Il Tribunale aveva rigettato la domanda, rilevando che non vi era stato alcun accertamento nel precedente giudizio in favore della ricorrente del credito di cui era stata chiesta l’insinuazione allo stato passivo, e pure la Corte d’Appello in seguito aveva confermato detta pronuncia.

La donna, pertanto, ha proposto ricorso per cassazione lamentando, innanzitutto, che la Corte d’Appello avrebbe errato nell’attribuire carattere incidentale all’affermazione della sussistenza di un diritto di credito a favore dell’odierna ricorrente nella sentenza che aveva definito il giudizio di divisione.

La Suprema Corte, tuttavia, ha osservato che detta pronuncia – ormai passata in giudicato – nell’escludere in modo perentorio che la donna vantasse alcun diritto reale sui beni immobili costruiti sul suolo di esclusiva proprietà del marito, si era limitata a precisare che ella avrebbe potuto, al limite, invocare il riconoscimento di un diritto di credito senza operare alcun riconoscimento del diritto medesimo, né espresso né tacito; tant’è che la stessa non conteneva nel dispositivo alcuna statuizione riguardante detto presunto diritto di credito.

La ricorrente ha, inoltre, contestato alla Corte d’Appello di aver erroneamente disapplicato il principio dell’automatismo dell’acquisizione dei beni nella comunione legale.

Anche sul punto la Cassazione ha replicato, richiamando un precedente consolidato orientamento, secondo cui: “il principio generale dell’accessione posto dall’art. 934 c.c., in base al quale il proprietario del suolo acquista “ipso iure” al momento dell’incorporazione la proprietà della costruzione su di esso edificata, non trova deroga nella disciplina della comunione legale tra coniugi, in quanto l’acquisto della proprietà per accessione avviene a titolo originario senza la necessità di un’apposita manifestazione di volontà, mentre gli acquisti ai quali è applicabile l’art. 177 c.c., comma 1, hanno carattere derivativo, essendone espressamente prevista una genesi di natura negoziale”.

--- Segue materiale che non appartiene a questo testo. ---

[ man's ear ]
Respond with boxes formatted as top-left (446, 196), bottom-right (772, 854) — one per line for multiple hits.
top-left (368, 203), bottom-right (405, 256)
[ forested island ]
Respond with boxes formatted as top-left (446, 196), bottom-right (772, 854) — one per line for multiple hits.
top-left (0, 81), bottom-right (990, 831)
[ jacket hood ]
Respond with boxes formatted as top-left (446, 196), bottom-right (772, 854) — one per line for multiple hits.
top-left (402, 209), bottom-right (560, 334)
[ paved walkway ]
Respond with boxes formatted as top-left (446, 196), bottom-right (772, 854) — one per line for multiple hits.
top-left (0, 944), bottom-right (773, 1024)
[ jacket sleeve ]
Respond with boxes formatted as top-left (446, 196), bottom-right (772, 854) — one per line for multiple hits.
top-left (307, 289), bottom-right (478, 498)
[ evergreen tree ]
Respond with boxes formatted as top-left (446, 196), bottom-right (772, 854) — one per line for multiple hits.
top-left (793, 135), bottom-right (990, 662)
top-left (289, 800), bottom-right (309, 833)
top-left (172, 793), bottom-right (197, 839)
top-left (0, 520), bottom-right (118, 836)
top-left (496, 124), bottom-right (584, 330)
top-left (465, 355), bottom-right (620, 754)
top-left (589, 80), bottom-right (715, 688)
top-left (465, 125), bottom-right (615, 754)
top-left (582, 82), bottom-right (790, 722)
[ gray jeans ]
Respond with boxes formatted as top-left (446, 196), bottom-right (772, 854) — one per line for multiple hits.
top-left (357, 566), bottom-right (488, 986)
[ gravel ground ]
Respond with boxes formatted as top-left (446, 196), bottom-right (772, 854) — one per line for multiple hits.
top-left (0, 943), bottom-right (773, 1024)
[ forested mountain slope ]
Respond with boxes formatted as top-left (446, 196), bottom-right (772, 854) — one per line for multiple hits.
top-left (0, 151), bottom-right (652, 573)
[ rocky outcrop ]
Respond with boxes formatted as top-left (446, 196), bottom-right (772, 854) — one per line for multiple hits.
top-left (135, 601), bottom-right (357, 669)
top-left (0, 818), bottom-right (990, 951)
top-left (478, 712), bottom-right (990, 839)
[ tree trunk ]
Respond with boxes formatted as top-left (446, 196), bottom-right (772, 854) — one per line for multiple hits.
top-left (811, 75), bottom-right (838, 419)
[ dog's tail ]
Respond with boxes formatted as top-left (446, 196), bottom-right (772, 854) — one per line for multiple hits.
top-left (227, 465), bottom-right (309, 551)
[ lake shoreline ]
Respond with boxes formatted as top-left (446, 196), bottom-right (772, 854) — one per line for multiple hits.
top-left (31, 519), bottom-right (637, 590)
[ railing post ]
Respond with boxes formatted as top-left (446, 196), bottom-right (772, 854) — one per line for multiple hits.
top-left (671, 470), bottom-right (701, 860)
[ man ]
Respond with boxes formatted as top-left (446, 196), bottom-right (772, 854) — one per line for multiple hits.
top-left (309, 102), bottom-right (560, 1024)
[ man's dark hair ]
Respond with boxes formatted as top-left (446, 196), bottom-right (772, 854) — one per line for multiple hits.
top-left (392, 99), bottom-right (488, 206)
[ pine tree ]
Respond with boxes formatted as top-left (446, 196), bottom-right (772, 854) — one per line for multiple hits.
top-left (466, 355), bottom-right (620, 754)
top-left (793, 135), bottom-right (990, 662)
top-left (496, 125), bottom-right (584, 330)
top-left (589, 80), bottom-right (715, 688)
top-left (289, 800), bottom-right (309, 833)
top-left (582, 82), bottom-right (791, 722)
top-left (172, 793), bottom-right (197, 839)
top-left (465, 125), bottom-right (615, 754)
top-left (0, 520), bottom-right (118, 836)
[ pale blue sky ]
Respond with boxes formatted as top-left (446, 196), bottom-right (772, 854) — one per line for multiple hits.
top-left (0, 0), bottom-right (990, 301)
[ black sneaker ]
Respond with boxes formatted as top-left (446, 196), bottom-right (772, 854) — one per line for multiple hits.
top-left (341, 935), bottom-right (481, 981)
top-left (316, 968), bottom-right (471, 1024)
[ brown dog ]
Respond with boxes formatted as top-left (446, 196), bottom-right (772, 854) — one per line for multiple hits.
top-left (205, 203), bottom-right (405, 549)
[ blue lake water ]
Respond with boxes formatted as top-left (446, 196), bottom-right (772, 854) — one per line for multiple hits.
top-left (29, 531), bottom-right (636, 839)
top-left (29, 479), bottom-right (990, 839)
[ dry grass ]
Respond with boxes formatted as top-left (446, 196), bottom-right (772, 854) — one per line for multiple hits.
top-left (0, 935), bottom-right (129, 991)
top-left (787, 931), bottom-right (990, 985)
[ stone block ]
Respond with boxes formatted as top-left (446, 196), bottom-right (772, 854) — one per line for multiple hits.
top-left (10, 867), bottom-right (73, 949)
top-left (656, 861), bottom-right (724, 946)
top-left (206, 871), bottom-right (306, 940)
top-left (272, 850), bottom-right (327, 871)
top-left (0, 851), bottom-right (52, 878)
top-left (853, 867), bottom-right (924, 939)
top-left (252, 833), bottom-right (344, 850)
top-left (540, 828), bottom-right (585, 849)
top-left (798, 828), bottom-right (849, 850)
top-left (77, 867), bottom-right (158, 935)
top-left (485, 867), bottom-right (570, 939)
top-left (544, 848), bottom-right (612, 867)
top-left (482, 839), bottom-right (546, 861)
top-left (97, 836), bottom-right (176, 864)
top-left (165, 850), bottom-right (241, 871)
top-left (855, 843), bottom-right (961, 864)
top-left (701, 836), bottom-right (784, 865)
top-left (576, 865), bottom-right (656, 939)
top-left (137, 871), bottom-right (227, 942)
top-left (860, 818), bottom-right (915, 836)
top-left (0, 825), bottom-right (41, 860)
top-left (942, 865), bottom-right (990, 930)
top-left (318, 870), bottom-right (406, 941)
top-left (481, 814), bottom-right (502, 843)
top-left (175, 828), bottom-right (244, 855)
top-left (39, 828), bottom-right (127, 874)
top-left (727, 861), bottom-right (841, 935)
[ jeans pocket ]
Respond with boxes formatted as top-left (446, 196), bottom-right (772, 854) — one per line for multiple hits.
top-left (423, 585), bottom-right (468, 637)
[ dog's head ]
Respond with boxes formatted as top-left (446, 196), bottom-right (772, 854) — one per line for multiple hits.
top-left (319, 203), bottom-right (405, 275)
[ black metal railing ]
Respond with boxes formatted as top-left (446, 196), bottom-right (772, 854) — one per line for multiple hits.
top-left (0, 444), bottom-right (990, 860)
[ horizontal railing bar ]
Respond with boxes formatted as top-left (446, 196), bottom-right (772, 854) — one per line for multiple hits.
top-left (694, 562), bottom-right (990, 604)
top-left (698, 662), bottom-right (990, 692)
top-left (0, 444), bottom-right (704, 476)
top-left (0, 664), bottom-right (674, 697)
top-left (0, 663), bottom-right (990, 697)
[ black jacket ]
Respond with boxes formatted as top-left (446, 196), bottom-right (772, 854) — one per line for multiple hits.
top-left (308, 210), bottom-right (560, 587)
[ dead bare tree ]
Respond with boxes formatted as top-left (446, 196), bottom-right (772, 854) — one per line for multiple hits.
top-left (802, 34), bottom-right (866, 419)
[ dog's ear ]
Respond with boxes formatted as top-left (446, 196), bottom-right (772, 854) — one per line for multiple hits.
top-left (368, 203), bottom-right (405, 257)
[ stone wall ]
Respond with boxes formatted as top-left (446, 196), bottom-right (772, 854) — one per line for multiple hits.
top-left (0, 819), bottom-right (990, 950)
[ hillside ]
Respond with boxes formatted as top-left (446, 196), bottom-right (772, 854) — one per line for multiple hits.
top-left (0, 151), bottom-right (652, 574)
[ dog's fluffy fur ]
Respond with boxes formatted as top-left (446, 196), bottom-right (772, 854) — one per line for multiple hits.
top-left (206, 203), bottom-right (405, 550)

Conseguentemente la costruzione realizzata in costanza di matrimonio ed in regime di comunione legale da entrambi i coniugi sul terreno di proprietà personale esclusiva di uno di essi è a sua volta proprietà personale ed esclusiva di quest’ultimo; al coniuge non proprietario che abbia eventualmente contribuito all’onere della costruzione spetta il diritto di ripetere nei confronti dell’altro coniuge le spese sostenute, purchè dimostri che le somme di denaro utilizzate per l’acquisto dei materiali impiegati per la realizzazione del fabbricato costruito sopra il predetto suolo siano di sua provenienza o provengano dalla comunione legale, non potendosi in alcun modo presumere tale provenienza.

La Cassazione ha osservato come, nel caso di specie, la moglie non avesse invece fornito alcun elemento di prova idoneo a ritenere che le spese per la costruzione fossero state sostenute con denaro della comunione o suo personale e ha rilevato, pertanto, la statuizione di rigetto della Corte d’Appello fosse corretta.